You can visit these pages and test them for yourself if you’d like – Google Hosted Version / Self Hosted Version – while there will be run-to-run test variance, you’ll find overall that the self hosted version is regularly faster.

Putting It All Together

I started this post with some general advice to not rely on third party servers wherever you can. Consider that every third party domain will require a DNS lookup and SSL handshake in order for the page to load. The more domains required for your site to load, the more latency your visitors will experience. Anything you can do to reduce the number of domains and servers that need to be contacted when your site loads – such as self hosting your web fonts – will improve your website’s performance.

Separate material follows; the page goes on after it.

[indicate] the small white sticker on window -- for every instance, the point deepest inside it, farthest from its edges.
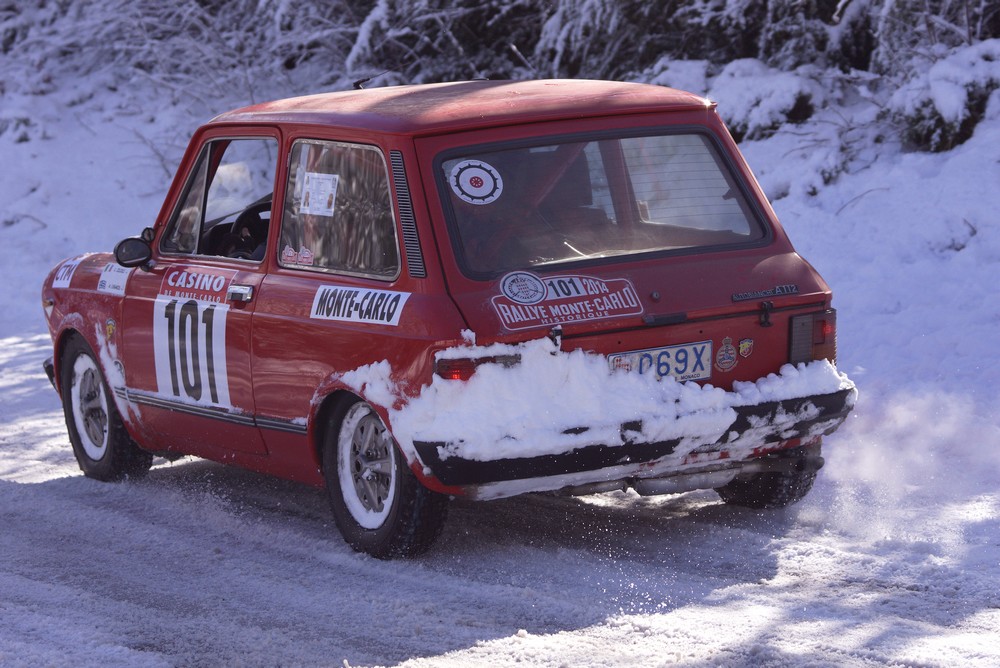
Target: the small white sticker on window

If you’ve setup sensible caching, your returning visitors will experience even better loading times thanks to the fonts already being in their browser cache instead of Google’s less than optimal caching situation.

Lastly, if you self host your fonts you’ll never be worried about your site looking odd in the event that Google experiences some kind of server outage.

If you’d like to know HOW exactly you can self host your fonts, check out my article on How To Optimize Your Website With Self Hosted Fonts.

If you found this article helpful or have any questions, I encourage you to please share this article with others and/or leave a comment below. If you would like to support our efforts to create additional resources like this, please consider making a donation. Your support is greatly appreciated! Thanks for reading and I hope you visit again soon!

4 thoughts on “4 Reasons Why You Should Self Host Google Fonts”

  1. Very nice, well-informed, up-to-date and informative article. Thank you for that.

    Only comment is about “Faster than Google”. Ok, if you have a CDN, those fonts will deliver faster than Google, but if you DO NOT have a CDN, then hosting your fonts on the Google CDN is a better choice. Fight me 😉

    1. I won’t fight you that Google could be faster if your site doesn’t use a CDN. Instead I’ll ask you, why doesn’t your site use a CDN? It’s intentionally handicapping your website’s performance to knowingly not use one.